A black man in Texas was reportedly choked by white deputies because he smiled for his mugshot.
Christopher Johnson was arrested on July 25, 2015 on suspicion of drunk driving. He was then taken to the Harris County Jail in downtown Houston for processing. Administration at the jail falls to the Harris County Sheriff’s Office.
Johnson says that during his initial booking multiple sheriff’s deputies verbally insulted him and then forced their hands around his neck and began to choke him for roughly 30 seconds after he smiled for his booking photo.
Johnson’s official mugshot appears to corroborate his version of events. In the picture, two white sets of hands can be seen clasped around Johnson’s face.
According to Johnson’s lawsuit, three deputies in question restrained him, while a fourth took the mugshot.
Johnson also claims that jail staff berated and ridiculed him for his levity after the arrest. Johnson’s attorney, Andre Evans, said:
He was choked, in front of a room full of people, for smiling. That’s very humiliating. What took place at the Harris County jail that night was a clear violation of my client’s first amendment free speech rights as well as a childish show of excessive force.
Johnson’s legal team also claims that he suffered significant pain and mental anguish from the alleged attack. In the lawsuit, Johnson notes that one sheriff’s deputy repeatedly shouted at him, “Man, stop smiling! Man, take the picture right.” before the choking occurred. According to Johnson, he replied, “What are you talking about? This is how I always take my pictures.”

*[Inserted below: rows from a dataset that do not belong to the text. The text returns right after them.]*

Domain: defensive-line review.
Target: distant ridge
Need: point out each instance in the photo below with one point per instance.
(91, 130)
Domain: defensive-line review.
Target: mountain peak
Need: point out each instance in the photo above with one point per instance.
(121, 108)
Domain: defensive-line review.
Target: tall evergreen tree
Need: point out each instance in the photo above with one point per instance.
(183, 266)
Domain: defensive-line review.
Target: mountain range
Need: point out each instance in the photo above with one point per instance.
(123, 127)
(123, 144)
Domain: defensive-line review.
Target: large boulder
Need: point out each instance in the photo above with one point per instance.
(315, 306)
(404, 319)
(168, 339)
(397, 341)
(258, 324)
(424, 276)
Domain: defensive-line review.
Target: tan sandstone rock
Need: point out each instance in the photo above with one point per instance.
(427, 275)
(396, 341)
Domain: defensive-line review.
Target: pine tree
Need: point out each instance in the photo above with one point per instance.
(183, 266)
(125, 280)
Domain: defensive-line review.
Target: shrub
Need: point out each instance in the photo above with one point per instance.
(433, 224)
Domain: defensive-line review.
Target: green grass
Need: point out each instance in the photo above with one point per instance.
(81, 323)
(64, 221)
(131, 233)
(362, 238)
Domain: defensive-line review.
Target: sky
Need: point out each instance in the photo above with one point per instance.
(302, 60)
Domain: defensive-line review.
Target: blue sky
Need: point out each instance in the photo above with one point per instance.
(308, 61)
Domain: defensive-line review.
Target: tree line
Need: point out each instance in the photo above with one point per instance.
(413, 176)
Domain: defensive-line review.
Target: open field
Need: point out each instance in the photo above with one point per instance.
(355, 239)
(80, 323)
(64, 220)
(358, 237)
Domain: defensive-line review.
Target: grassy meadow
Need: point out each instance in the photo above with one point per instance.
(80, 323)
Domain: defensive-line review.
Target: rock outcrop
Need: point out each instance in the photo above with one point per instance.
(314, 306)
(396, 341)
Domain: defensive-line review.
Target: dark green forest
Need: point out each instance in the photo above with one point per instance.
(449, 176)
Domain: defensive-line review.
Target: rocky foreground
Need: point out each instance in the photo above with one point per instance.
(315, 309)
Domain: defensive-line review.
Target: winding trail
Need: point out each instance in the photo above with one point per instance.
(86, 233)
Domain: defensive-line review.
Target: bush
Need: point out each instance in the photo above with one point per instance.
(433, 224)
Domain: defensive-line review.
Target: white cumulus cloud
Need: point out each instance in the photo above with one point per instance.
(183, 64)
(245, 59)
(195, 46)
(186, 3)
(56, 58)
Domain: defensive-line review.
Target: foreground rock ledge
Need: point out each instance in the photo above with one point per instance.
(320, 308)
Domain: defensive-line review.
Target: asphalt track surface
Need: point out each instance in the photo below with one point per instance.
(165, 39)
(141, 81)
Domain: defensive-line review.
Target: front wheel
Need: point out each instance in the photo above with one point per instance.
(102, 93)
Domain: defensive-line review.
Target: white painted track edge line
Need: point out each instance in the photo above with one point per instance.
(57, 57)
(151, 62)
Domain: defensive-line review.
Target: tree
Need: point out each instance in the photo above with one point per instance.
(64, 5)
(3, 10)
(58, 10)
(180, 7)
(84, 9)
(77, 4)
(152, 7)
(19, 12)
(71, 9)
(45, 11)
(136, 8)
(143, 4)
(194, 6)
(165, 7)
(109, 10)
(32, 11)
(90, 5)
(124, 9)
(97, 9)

Then, in response to Johnson’s protest, one of the deputies allegedly said, “Well, I’ll tell you what, if you don’t stop smiling, we’re going to make you stop smiling.”
The Harris County Sheriff’s Office is standing by their deputies and disputes Johnson’s version of the events on the night in question. They released a statement, which reads:
The Harris County Sheriff’s Office believes that proper procedure was followed during the course of Mr. Johnson’s booking. Should any evidence arise to the contrary, proper administrative actions will be taken. At this time, evidence suggests that Mr. Johnson’s pleading does not hold merit.
Johnson is suing the deputies and their department for Civil Rights violations. He’s seeking compensatory damages, punitive damages, attorney’s fees and interest.